It's a timely topic because this past week perhaps the most accomplished manager in the history of sports, Manchester United supremo Alex Ferguson, has finally called it a day. Back in 1999 after arguably his greatest triumph and certainly his most hallowed moment in European football, a come-from-behind victory over Bayern Munich in the Champions League final, Ferguson became Sir Alex.
Already an OBE (Officer of the British Empire) and a CBE (Commander of the British Empire), he was made a Knight Bachelor by Her Majesty the Queen and Knight Bachelor's are of course styled "Sir". It is important to remember all these designations, particularly from a media standpoint. Both The New York Times and The Wall Street Journal referred to him as Alex in reports on his resignation, while the British media routinely call him Sir Alex and are duty bound to honour royal honorifics because if they don't, who will?
I respect royal designations without necessarily embracing them and when it comes to the legacy of Ferguson, I feel the same way. I can respect his achievements without completely embracing them. I am not a fool for footy. I like the game but profess little rooting allegiance and that is why I can be dispassionate about Manchester Untied and Ferguson.
Regardless of how you feel about the man, and there is no lack of Ferguson animosity in the UK and beyond, what he has achieved is remarkable and indisputable. Since the English Premier League's (EPL) inception in 1992, Ferguson has won 13 of its 21 championships. Names like Phil Jackson, coach of 11 NBA championship teams, and John Wooden, who led UCLA to 10 collegiate basketball titles, as well as the NHL's Scotty Bowman with nine Stanley Cups have been invoked in comparisons to Ferguson.

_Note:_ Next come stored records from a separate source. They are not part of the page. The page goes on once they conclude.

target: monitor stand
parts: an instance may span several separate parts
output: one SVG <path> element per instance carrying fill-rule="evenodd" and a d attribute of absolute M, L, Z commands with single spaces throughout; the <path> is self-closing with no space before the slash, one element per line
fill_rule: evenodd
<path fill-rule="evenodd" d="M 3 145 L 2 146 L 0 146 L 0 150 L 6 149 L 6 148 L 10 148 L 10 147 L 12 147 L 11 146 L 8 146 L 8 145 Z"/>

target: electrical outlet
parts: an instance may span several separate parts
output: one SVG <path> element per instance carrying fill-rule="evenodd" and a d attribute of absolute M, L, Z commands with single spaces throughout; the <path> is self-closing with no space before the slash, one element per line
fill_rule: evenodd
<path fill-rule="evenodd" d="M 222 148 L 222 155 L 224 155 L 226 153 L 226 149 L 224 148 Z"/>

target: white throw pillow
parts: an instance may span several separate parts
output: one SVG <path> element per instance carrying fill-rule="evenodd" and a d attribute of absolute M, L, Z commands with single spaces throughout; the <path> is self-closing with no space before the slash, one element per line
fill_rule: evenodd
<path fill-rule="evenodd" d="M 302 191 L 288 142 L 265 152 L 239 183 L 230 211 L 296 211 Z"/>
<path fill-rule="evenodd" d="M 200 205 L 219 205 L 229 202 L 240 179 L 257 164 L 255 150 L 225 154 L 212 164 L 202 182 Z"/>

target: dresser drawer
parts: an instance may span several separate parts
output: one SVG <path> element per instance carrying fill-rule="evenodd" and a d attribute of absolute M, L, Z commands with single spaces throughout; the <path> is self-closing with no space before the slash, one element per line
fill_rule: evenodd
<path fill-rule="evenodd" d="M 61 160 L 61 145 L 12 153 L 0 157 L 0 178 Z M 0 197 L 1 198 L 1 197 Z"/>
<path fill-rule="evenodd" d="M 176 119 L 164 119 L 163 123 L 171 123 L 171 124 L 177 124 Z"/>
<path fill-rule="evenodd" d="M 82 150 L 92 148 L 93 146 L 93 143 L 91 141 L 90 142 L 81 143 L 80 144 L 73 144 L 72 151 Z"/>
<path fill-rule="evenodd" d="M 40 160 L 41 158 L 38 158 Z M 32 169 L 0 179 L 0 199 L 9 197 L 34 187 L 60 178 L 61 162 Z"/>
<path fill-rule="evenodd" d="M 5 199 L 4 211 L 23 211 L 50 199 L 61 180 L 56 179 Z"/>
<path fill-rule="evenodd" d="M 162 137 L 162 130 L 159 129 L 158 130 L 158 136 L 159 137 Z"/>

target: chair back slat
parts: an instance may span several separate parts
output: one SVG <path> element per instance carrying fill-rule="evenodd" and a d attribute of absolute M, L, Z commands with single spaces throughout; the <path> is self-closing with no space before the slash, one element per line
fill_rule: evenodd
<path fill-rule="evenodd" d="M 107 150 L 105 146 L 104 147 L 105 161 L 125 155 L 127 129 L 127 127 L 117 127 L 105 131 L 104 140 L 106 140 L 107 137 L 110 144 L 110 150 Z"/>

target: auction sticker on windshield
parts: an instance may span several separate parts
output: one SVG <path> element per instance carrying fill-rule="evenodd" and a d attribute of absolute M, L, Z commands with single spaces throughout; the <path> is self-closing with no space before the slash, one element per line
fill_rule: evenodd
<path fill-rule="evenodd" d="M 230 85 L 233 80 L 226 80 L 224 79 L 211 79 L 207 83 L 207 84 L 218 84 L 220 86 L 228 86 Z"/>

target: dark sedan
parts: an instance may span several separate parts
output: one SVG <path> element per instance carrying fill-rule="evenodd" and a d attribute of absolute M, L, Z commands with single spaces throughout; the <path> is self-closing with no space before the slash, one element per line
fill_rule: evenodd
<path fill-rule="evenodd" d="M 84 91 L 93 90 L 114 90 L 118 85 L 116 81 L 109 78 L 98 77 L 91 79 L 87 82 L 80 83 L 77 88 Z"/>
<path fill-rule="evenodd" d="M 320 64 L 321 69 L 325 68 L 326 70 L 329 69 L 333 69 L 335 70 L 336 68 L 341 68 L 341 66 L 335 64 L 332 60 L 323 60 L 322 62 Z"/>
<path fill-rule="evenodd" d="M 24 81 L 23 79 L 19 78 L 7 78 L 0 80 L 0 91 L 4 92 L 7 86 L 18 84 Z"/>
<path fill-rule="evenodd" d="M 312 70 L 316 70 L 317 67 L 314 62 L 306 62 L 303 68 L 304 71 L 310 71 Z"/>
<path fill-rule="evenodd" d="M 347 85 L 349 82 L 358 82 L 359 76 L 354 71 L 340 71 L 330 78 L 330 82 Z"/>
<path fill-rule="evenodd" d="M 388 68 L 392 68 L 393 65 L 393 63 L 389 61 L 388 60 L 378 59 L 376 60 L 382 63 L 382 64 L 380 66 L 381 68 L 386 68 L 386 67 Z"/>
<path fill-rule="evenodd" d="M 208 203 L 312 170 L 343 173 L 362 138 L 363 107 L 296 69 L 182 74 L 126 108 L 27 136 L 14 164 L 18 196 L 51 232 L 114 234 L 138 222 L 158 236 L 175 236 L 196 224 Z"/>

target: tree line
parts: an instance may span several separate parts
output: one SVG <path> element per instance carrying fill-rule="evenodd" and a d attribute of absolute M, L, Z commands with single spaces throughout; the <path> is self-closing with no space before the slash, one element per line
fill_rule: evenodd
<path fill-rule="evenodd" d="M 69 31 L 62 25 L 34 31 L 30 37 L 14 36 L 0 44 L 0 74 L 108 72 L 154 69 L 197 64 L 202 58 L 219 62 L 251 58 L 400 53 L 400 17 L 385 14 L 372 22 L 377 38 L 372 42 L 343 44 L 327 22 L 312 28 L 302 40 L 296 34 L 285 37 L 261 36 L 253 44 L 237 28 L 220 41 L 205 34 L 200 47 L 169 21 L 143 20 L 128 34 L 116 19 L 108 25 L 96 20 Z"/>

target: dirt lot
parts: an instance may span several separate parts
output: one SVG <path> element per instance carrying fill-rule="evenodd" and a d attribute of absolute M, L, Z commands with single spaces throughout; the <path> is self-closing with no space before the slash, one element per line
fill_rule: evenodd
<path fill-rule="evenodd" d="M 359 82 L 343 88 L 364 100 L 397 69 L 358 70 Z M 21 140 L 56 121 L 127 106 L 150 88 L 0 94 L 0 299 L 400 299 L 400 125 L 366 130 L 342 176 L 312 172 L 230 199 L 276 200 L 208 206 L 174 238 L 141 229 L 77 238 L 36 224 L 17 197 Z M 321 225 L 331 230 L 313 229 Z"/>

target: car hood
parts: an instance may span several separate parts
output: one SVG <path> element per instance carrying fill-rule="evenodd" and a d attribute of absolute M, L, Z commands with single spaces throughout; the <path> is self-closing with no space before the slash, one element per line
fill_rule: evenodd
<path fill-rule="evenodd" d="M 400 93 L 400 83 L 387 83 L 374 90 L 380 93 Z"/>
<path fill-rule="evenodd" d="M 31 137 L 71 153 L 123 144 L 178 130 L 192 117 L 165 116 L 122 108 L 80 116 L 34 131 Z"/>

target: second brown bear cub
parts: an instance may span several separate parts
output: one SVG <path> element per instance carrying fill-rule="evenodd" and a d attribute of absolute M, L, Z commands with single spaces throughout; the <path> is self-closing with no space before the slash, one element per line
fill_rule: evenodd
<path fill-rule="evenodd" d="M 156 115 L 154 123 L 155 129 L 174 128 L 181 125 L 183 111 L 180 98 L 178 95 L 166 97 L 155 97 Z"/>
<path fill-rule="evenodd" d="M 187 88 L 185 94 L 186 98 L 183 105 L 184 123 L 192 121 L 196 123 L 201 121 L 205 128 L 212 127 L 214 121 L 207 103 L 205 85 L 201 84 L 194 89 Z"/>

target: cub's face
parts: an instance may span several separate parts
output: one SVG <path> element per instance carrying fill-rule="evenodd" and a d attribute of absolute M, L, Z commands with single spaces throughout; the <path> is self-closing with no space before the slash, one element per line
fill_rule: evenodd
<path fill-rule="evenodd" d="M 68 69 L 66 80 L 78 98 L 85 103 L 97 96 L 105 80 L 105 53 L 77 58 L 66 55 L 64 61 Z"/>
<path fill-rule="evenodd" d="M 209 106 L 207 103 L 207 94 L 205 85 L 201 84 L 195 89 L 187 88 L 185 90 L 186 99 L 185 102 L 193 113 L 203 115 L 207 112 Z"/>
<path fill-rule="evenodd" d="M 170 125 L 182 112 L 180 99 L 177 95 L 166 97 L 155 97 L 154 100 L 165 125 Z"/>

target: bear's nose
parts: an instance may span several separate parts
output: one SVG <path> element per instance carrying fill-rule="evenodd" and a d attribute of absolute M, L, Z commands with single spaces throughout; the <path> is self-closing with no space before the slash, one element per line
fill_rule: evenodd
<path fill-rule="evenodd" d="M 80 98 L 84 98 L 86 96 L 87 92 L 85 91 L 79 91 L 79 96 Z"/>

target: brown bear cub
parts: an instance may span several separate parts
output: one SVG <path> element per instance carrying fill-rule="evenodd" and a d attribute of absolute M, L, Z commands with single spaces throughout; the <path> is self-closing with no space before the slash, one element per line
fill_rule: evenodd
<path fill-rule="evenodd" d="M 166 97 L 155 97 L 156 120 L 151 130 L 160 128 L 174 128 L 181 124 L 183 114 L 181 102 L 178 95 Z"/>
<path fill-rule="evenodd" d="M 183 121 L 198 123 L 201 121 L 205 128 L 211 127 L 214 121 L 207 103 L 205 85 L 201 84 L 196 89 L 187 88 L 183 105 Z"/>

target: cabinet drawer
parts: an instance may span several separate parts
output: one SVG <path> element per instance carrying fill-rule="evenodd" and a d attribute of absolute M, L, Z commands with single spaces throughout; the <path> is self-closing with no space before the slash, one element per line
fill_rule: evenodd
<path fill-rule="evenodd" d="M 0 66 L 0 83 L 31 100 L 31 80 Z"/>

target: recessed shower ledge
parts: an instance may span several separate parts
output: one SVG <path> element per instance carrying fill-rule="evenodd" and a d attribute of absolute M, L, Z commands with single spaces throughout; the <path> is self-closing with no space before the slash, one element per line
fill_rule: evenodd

But if there is a perfectly apt model in both achievement and style in North American sports to Ferguson, it would have to be the late Boston Celtics patriarch Red Auerbach. As a coach, Auerbach led the Celtics to nine titles and added another six as general manager. Like Ferguson, he was involved in every detail of his team's success both as a coach and GM. And like Ferguson, he was also routinely accused of bullying and gamesmanship on his way to the top.
However, there are very few subtle strokes in building a dynasty. You have to be bold and remorseless and one other thing that Ferguson and Auerbach had in common was that they were both very much men of their time. So much of their success was predicated by their eras. From 1957-66, Auerbach's Celtics won nine of 10 league championships. And while it is a stellar achievement, in 1956 there were only eight teams in the league and only three who were any good. In 1966, it was a 10-team league and again with only a few good ones.
When the EPL was formed in the early 1990s it was not at a particularly high moment in English football. The remnants of hooliganism still lingered and antiquated stadiums were in desperate need of an overhaul, particularly on the heels of the 1989 Hillsborough tragedy that left 96 dead.
Despite all that, the 20-team EPL would quickly become the most popular professional sports league in the world and much of that success was on the back of Manchester United's dominance.
But at a time when professional sports in North America were becoming more equitable with salary caps helping to provide a level playing field, the EPL was moving in the opposite direction.
No team could touch the revenue Manchester United generated and still can't. Thanks to Middle East and Russian oil money, clubs like Manchester City and Chelsea have managed to compete. But for most of the EPL it is merely a matter of survival and avoiding relegation.
Still it's one thing to have the money, it's another thing to know how to spend it and Ferguson, through both astute player purchases and highly regarded youth development programmes, was a master of the genre. His successor David Moyes will be reminded of it at every turn. But for now, is there any debate whether Ferguson is the greatest sporting manager of the modern era? No, sir.